O-New: Now Extinct Website


Welcome to another You Say Tuesday, where the power is in your hands to make a difference (in O-New’s comment count) by arguing against my incredibly biased claims.

All you have to do is click a button; you don’t even need to think of anything witty or insightful. Just click a button and you’ll have boosted my self-esteem to moderate levels after a crushing math test blow.

Now imagine if, by pushing a button, you could stop a warlord. Yes, a real life warlord – a warlord who’s forcibly recruited over 100,000 child soldiers and sex slaves over the past 26 years. How? It’s simple: by sharing a video, you ‘raise awareness’ of these horrible atrocities, allowing you to lobby the United States government or the Ugandan military to send military forces into the region, apprehending Joseph Kony.

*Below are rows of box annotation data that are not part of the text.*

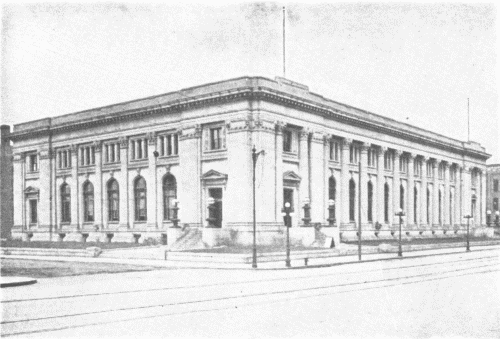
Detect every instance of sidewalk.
[0,243,500,270]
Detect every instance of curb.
[0,277,37,288]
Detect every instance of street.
[1,248,500,338]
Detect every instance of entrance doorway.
[208,188,222,227]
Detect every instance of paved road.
[1,249,500,338]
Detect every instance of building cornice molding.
[11,80,490,159]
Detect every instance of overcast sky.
[0,2,500,163]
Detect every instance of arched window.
[426,188,431,224]
[328,175,337,219]
[399,185,406,212]
[438,190,443,225]
[349,179,356,222]
[384,183,389,224]
[83,180,94,222]
[413,187,418,224]
[61,183,71,222]
[368,181,373,222]
[163,173,177,220]
[108,179,120,221]
[134,177,148,221]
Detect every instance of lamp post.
[281,201,293,267]
[396,208,405,257]
[464,214,472,252]
[302,198,311,226]
[207,197,215,228]
[327,199,335,227]
[170,199,180,228]
[252,146,265,268]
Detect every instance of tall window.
[399,185,406,212]
[330,140,339,161]
[328,175,337,219]
[413,187,418,224]
[210,127,222,150]
[426,188,431,224]
[349,143,359,164]
[163,174,177,220]
[108,179,120,221]
[134,177,147,221]
[384,151,394,171]
[349,179,356,222]
[83,181,94,222]
[283,129,292,152]
[61,183,71,222]
[384,183,389,224]
[368,181,373,222]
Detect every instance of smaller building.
[0,125,14,239]
[486,164,500,226]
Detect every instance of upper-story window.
[384,151,394,171]
[130,138,148,160]
[57,149,71,169]
[413,159,422,178]
[27,153,38,172]
[349,143,359,164]
[438,163,445,179]
[104,142,120,164]
[368,148,377,167]
[330,140,340,161]
[399,157,408,173]
[80,146,95,166]
[158,133,179,157]
[426,161,433,178]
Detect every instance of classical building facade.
[11,77,489,245]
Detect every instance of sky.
[0,2,500,163]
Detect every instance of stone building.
[11,77,489,245]
[0,125,13,239]
[486,164,500,226]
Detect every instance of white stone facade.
[12,77,489,245]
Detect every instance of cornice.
[10,86,490,159]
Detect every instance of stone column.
[375,147,387,224]
[479,168,486,226]
[146,133,158,229]
[275,122,284,219]
[13,153,26,231]
[420,157,432,227]
[93,141,103,229]
[356,143,370,225]
[70,145,78,229]
[118,137,131,229]
[443,163,450,226]
[337,139,352,225]
[432,159,440,227]
[406,154,416,226]
[295,130,310,224]
[389,150,404,226]
[310,132,328,224]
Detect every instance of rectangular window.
[384,151,393,171]
[330,140,339,161]
[28,154,38,172]
[283,130,292,152]
[30,199,38,224]
[210,127,222,150]
[349,144,359,164]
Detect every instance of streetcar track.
[0,256,500,304]
[0,263,500,325]
[1,269,500,337]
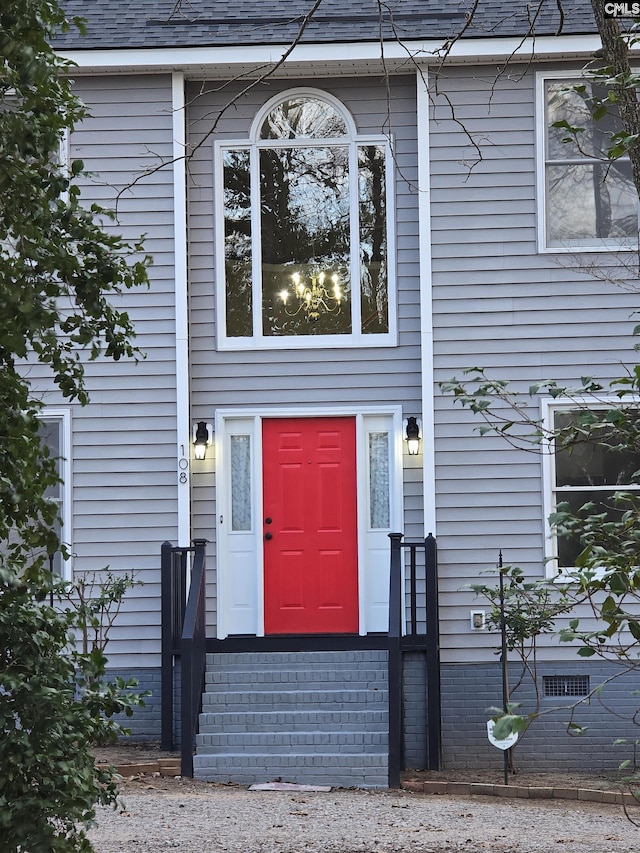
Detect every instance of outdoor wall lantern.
[193,421,213,459]
[404,417,422,456]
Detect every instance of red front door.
[262,418,358,634]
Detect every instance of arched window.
[217,90,395,347]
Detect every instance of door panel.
[262,418,358,634]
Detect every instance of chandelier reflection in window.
[279,272,344,320]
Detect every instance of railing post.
[180,539,207,778]
[388,533,404,788]
[160,542,173,752]
[424,533,442,770]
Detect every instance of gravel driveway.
[90,780,640,853]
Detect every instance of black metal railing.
[389,533,441,788]
[160,539,206,776]
[160,542,193,751]
[180,539,207,778]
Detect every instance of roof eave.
[60,34,601,78]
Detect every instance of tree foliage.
[0,0,147,560]
[0,0,148,853]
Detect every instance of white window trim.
[39,406,73,580]
[541,394,640,581]
[213,88,398,351]
[214,406,404,639]
[536,69,640,255]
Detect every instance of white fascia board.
[60,35,601,75]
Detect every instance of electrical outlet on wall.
[469,610,487,631]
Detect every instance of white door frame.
[215,406,403,639]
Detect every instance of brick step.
[194,752,388,788]
[199,708,389,734]
[207,651,387,672]
[202,690,387,713]
[205,667,387,690]
[196,731,388,755]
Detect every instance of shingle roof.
[54,0,594,50]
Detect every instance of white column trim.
[416,66,436,536]
[171,72,191,547]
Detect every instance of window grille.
[542,675,589,696]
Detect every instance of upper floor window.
[546,402,640,574]
[539,78,638,251]
[216,90,395,348]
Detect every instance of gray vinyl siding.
[187,78,422,632]
[25,75,177,668]
[430,68,638,662]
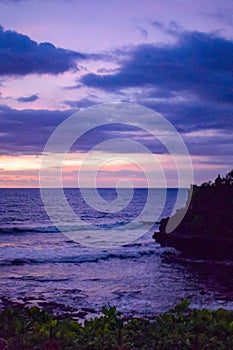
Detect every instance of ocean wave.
[0,247,158,266]
[0,220,158,234]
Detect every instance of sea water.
[0,189,233,316]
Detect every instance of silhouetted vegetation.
[0,300,233,350]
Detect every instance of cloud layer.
[82,31,233,103]
[0,27,85,75]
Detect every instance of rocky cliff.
[153,171,233,260]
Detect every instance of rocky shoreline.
[153,171,233,260]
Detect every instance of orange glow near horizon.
[0,151,228,188]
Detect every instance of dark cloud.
[0,105,72,155]
[0,27,86,75]
[82,30,233,103]
[0,102,233,159]
[203,10,233,26]
[63,98,96,109]
[17,95,39,102]
[134,26,148,39]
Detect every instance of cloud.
[203,10,233,26]
[0,27,86,75]
[17,95,39,102]
[0,100,233,163]
[134,26,148,39]
[63,98,96,108]
[0,105,72,155]
[81,31,233,103]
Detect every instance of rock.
[153,172,233,260]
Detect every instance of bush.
[0,300,233,350]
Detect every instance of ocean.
[0,189,233,317]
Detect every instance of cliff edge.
[153,170,233,260]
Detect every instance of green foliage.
[0,300,233,350]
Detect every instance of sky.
[0,0,233,188]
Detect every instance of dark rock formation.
[153,171,233,260]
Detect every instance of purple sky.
[0,0,233,187]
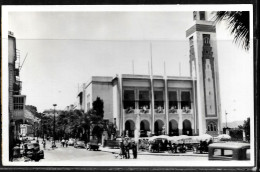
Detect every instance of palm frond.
[213,11,250,51]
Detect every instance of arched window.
[208,122,217,131]
[204,37,209,44]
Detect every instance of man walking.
[132,141,137,159]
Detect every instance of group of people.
[149,140,177,153]
[119,138,137,159]
[61,139,69,147]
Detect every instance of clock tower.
[186,11,222,136]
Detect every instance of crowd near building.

Why will ‘raising awareness’ among Americans solve a problem that people have been tackling for over 26 years? It’s obvious: Americans are the only people that matter. Anything that Americans don’t know about are effectively ‘invisible’, like these invisible children. Never mind their family. Never mind their government. Never mind the dozens of charities already operating in Uganda for decades. They don’t matter. The only people that matter are Americans.

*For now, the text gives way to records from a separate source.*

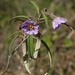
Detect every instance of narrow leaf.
[33,39,41,58]
[9,30,21,37]
[27,35,34,58]
[22,42,31,74]
[30,1,39,15]
[42,12,48,27]
[24,60,31,74]
[8,36,18,55]
[41,40,52,67]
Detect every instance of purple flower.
[20,20,39,35]
[53,17,67,30]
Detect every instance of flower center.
[28,24,34,29]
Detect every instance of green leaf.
[30,0,39,15]
[9,30,22,37]
[33,39,41,58]
[64,38,73,47]
[41,40,52,67]
[8,36,18,55]
[27,35,34,58]
[24,60,31,74]
[42,12,48,27]
[9,15,28,25]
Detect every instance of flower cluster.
[20,20,39,35]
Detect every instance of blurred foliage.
[0,0,75,75]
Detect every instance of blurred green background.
[0,0,75,75]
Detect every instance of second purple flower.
[20,20,39,35]
[53,17,67,30]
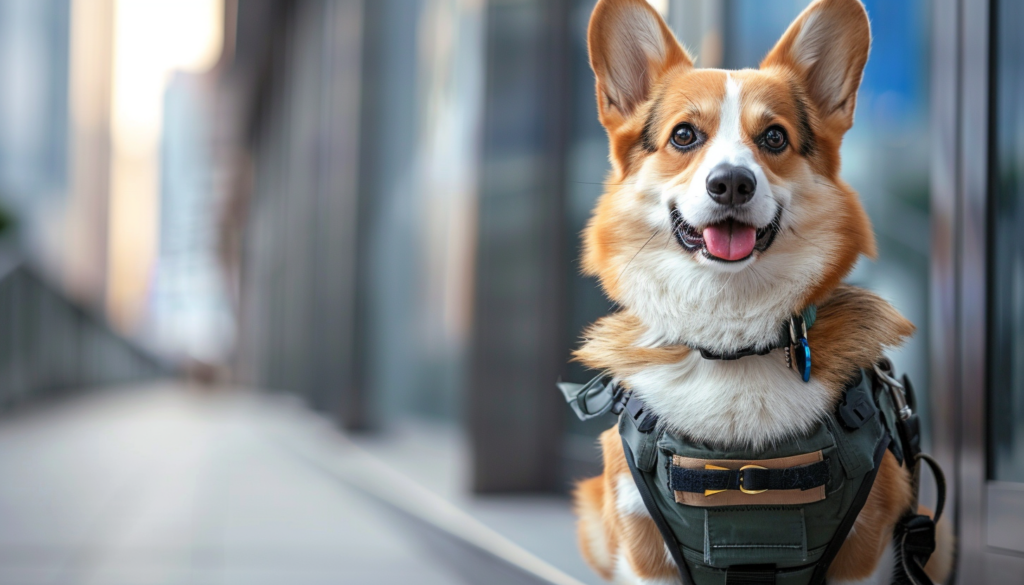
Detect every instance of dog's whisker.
[615,229,658,282]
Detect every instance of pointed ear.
[761,0,871,132]
[587,0,693,129]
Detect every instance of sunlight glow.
[105,0,224,330]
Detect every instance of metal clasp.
[739,465,768,495]
[874,360,913,420]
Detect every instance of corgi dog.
[574,0,952,584]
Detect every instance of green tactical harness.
[559,317,945,585]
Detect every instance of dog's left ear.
[761,0,871,132]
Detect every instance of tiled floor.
[0,386,465,585]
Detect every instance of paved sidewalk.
[0,386,464,585]
[0,384,598,585]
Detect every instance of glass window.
[988,0,1024,483]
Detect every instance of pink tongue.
[703,219,758,260]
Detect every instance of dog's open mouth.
[672,207,781,262]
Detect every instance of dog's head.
[584,0,874,351]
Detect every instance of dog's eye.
[672,124,698,150]
[763,126,786,152]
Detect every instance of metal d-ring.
[874,361,913,420]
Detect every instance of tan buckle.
[705,463,768,497]
[705,463,729,497]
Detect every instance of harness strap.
[811,432,892,585]
[725,565,775,585]
[623,437,693,585]
[670,461,828,494]
[893,454,946,585]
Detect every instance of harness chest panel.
[620,376,889,585]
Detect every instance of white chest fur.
[625,349,831,449]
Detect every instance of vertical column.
[466,0,571,492]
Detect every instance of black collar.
[689,304,818,382]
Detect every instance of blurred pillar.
[466,0,572,492]
[65,0,114,307]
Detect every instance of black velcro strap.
[670,461,828,494]
[725,565,775,585]
[623,436,694,585]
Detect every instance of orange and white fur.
[575,0,952,585]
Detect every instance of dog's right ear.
[587,0,693,130]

So the KONY2012 campaign is great. It involves the American people, the only people who matter. By petitioning the American government, we, the Americans, will finally be able to end atrocities that impotent Africans have been unable to deal with for the past 26 years. After all, if Africans really wanted to stop Kony, then why did an American make the movie? The answer is obvious: Africans can’t do anything. We have to help them, as the saviours of Africa. Besides, it took us only ten years to capture Osama bin Laden.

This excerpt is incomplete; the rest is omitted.